Ahora = (Dictionary definition: now) means later.
Mas Ahora = (Dictionary definition: more now) means even more later.
Ahorita = (Dictionary definition: there is none…) means now.
Ya Ahorita =(Dictionary definition: already now) means it’s happening right at this very moment.
Ya = (Dictionary definition: already) means you missed it…not the word you really want to hear.
You would think mas ahora, or more now, would mean right now, but no. I found out the hard way, by waiting a few hours, that mas ahora means, well, in a few hours. It still takes me a few clicks to get this whole Panamanian concept of time down but I’m sure I’ll get there eventually. A few more mistakes and I’ll learn my lesson.
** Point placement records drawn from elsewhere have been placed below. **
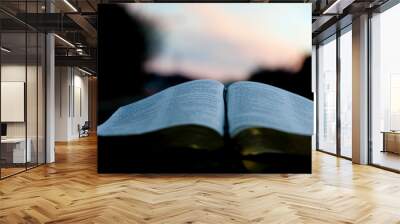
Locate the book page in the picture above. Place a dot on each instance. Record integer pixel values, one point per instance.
(251, 104)
(197, 102)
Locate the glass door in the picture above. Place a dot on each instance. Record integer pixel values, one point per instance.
(326, 83)
(345, 61)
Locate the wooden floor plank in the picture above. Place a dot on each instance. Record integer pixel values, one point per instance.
(71, 191)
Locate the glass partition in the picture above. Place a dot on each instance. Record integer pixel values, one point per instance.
(22, 92)
(385, 89)
(15, 152)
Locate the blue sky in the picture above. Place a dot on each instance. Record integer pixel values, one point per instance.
(227, 41)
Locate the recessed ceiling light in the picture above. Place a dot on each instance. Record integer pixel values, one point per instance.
(70, 5)
(64, 40)
(5, 50)
(84, 71)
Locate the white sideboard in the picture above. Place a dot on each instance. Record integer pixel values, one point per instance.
(18, 148)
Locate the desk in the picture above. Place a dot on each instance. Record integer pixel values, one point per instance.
(391, 141)
(13, 150)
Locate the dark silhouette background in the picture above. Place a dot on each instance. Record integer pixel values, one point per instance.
(126, 42)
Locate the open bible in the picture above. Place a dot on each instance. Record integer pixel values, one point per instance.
(205, 126)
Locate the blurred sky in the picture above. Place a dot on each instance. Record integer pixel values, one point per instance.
(227, 41)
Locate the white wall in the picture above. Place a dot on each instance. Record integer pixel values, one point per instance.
(71, 94)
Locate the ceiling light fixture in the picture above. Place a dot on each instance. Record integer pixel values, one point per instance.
(5, 50)
(337, 7)
(84, 71)
(64, 40)
(70, 5)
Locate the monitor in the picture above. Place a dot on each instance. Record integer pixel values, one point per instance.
(3, 129)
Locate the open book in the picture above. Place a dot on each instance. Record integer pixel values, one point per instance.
(252, 119)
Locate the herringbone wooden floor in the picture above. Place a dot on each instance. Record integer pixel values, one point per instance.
(70, 191)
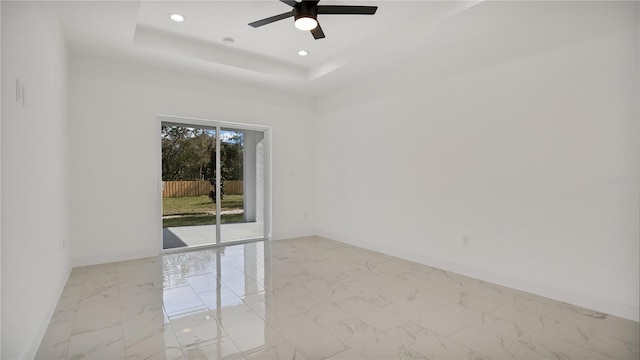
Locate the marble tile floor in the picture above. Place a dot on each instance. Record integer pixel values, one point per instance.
(312, 298)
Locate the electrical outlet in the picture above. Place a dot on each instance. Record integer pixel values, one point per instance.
(465, 241)
(18, 92)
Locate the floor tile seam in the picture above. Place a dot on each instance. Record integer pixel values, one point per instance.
(482, 352)
(538, 332)
(550, 334)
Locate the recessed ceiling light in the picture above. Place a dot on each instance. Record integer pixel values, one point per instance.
(306, 23)
(176, 17)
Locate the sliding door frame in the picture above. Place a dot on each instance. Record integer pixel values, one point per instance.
(217, 126)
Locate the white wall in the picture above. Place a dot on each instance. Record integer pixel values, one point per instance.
(517, 126)
(35, 193)
(115, 152)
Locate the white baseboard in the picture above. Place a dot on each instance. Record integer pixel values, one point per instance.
(33, 344)
(107, 258)
(571, 296)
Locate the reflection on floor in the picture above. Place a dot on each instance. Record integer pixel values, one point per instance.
(313, 298)
(206, 234)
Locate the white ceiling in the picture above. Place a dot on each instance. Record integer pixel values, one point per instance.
(355, 46)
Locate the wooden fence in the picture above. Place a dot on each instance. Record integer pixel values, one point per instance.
(196, 188)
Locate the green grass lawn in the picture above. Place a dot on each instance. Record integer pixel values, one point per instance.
(198, 204)
(194, 208)
(193, 220)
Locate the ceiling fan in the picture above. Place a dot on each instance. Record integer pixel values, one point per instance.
(306, 13)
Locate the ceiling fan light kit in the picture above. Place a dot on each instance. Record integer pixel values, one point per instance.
(305, 14)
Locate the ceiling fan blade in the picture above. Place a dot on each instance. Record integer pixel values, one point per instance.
(291, 3)
(346, 10)
(317, 32)
(271, 19)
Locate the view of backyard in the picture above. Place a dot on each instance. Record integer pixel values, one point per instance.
(200, 210)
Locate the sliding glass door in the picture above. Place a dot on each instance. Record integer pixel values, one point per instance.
(215, 182)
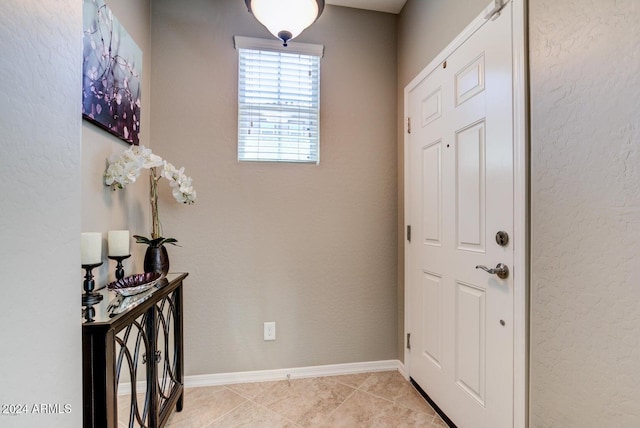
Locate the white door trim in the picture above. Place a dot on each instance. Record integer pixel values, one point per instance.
(521, 197)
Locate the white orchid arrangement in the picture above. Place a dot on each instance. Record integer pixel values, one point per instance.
(125, 168)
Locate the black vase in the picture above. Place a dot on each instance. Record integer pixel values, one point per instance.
(156, 259)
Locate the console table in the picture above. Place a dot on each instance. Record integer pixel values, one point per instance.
(136, 343)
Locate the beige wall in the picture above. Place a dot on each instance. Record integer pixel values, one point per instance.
(40, 210)
(585, 216)
(310, 247)
(424, 29)
(102, 208)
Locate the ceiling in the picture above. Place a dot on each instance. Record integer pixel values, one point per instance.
(390, 6)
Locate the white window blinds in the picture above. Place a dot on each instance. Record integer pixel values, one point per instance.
(278, 101)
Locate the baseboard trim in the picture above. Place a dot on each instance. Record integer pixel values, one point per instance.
(217, 379)
(292, 373)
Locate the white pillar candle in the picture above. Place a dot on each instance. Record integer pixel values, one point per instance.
(91, 248)
(118, 242)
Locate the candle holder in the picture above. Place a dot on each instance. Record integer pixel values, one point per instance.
(90, 297)
(119, 269)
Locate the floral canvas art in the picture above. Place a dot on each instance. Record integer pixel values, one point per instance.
(111, 69)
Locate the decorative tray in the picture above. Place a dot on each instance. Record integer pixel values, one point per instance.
(135, 284)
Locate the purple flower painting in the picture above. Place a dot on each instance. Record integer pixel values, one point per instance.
(111, 69)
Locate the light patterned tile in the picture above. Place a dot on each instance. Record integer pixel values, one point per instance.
(305, 401)
(252, 415)
(251, 390)
(439, 423)
(395, 388)
(364, 410)
(202, 406)
(353, 380)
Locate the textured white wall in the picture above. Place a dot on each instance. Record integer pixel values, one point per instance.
(585, 211)
(310, 247)
(40, 68)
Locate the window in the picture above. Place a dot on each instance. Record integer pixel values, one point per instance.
(278, 101)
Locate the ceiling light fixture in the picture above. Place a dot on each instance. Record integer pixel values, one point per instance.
(285, 19)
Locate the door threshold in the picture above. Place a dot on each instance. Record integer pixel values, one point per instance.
(432, 403)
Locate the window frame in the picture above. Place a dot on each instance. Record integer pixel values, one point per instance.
(241, 42)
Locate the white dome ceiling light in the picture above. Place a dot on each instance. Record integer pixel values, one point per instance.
(285, 19)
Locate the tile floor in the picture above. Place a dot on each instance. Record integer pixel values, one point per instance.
(381, 399)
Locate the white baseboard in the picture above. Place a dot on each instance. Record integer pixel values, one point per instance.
(292, 373)
(279, 374)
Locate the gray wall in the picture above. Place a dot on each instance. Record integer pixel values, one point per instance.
(310, 247)
(585, 239)
(40, 138)
(102, 208)
(585, 210)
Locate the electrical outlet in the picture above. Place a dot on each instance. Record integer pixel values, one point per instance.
(270, 330)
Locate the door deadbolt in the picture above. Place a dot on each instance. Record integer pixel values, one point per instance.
(501, 270)
(502, 238)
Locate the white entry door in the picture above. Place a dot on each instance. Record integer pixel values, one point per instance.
(460, 196)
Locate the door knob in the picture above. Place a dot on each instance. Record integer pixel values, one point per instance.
(501, 270)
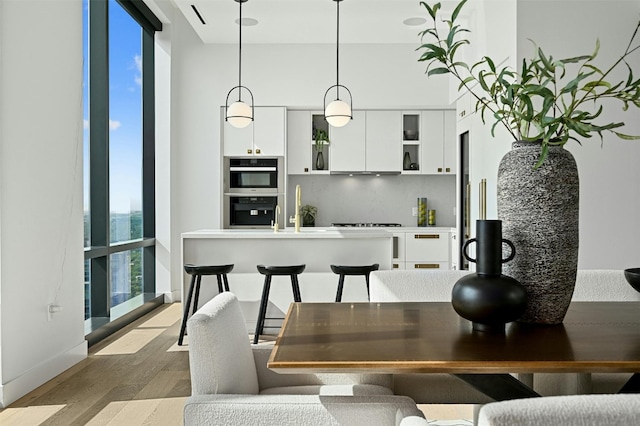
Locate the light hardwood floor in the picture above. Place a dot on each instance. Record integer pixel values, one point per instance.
(139, 376)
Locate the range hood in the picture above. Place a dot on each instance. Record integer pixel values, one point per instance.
(366, 173)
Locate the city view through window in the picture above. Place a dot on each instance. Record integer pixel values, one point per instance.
(125, 154)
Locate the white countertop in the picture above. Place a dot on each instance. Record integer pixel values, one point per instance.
(288, 233)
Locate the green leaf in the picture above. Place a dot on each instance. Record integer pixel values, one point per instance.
(492, 66)
(597, 49)
(435, 48)
(574, 59)
(630, 79)
(592, 84)
(431, 11)
(454, 48)
(546, 61)
(459, 65)
(626, 137)
(482, 82)
(456, 11)
(437, 71)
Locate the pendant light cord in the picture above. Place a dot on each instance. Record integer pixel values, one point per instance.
(338, 49)
(240, 55)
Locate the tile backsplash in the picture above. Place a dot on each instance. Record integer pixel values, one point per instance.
(343, 198)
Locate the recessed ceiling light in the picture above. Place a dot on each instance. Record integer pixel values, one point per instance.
(249, 22)
(413, 22)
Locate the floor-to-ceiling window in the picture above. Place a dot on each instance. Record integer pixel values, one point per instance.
(119, 170)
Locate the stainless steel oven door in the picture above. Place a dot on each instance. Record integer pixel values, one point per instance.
(252, 212)
(253, 175)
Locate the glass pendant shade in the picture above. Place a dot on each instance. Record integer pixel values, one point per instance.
(239, 114)
(338, 113)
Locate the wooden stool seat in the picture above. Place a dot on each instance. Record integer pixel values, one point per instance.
(344, 270)
(268, 271)
(196, 272)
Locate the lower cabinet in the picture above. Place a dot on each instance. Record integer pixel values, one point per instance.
(428, 249)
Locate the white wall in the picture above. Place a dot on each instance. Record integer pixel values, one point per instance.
(296, 76)
(41, 214)
(609, 206)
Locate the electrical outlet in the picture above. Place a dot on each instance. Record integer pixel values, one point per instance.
(52, 309)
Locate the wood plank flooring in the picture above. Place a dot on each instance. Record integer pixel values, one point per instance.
(139, 376)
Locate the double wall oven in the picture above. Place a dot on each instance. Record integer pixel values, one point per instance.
(253, 187)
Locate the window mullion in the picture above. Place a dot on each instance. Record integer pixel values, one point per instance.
(99, 153)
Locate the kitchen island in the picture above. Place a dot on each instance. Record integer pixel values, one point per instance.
(317, 248)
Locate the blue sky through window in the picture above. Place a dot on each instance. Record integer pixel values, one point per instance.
(125, 109)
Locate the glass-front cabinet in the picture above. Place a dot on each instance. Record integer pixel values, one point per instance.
(411, 142)
(304, 155)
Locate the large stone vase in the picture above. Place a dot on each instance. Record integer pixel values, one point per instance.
(539, 212)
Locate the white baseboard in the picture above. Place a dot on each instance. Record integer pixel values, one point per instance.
(40, 374)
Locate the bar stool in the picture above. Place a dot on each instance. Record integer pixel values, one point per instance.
(269, 271)
(196, 272)
(343, 270)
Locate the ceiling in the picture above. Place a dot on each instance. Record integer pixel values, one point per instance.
(307, 21)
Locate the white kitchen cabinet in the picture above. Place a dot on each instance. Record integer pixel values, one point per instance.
(383, 141)
(427, 265)
(438, 142)
(371, 142)
(348, 145)
(398, 250)
(298, 142)
(266, 136)
(301, 147)
(427, 250)
(450, 143)
(411, 142)
(432, 137)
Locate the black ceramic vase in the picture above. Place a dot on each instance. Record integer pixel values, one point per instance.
(320, 161)
(488, 298)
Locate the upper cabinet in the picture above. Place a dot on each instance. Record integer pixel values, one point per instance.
(304, 156)
(387, 141)
(265, 137)
(348, 145)
(383, 144)
(438, 142)
(411, 133)
(369, 143)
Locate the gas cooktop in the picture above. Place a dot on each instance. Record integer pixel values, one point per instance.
(366, 225)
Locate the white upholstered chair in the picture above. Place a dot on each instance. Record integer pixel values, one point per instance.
(575, 410)
(592, 285)
(436, 286)
(232, 385)
(424, 286)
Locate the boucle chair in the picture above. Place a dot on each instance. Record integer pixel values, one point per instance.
(427, 286)
(592, 285)
(576, 410)
(231, 384)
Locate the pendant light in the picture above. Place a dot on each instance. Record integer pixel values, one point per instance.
(338, 112)
(239, 114)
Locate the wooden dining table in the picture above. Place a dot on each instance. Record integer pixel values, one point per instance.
(430, 337)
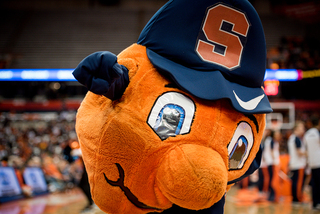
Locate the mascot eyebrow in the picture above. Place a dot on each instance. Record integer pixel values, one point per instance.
(254, 120)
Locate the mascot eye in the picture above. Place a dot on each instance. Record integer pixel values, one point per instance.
(240, 146)
(171, 115)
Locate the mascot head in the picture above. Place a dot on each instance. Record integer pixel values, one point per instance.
(178, 117)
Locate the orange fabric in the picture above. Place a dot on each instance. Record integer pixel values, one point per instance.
(276, 183)
(190, 170)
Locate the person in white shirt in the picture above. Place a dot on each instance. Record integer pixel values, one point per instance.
(271, 156)
(312, 141)
(298, 161)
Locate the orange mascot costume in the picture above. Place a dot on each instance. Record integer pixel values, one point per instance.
(174, 120)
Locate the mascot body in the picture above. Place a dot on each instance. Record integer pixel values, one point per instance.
(173, 121)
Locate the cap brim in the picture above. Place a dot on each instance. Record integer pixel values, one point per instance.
(212, 85)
The weather is a temperamental foe here in Panama. The most ominous clouds may be approaching your mountain valley from all sides yet it doesn’t rain a single drop. At other moments it can be completely sunny without a cloud in sight and you’re just strolling down your dirt road, unsuspecting, when a monsoon sneaks up on you and drenches you along with all your papers and notebooks. Blasted tropical weather. Well Panamanians have adapted better than I have and love to predict the weather. They proudly announce not only if it will rain but exactly at what time it will start raining. They also proclaim the duration and intensity of the imminent storm. At first, I was in awe of their superior knowledge. Who needs the weatherman when you have your very own family of Panamanians to forecast the weather for you. Except I quickly discovered a problem, their accuracy leaves a little something to be desired. First of all, Panama is a tropical country. If it’s rainy season, and it’s not already raining, it probably will start soon. But during the non-rainy seasons, which I found are pretty much a myth, Panamanians are no better at predicting the weather than this newbie who likes to join in on the fun of predicting with convincingly deceptive accuracy just to have something to say. You should try it too.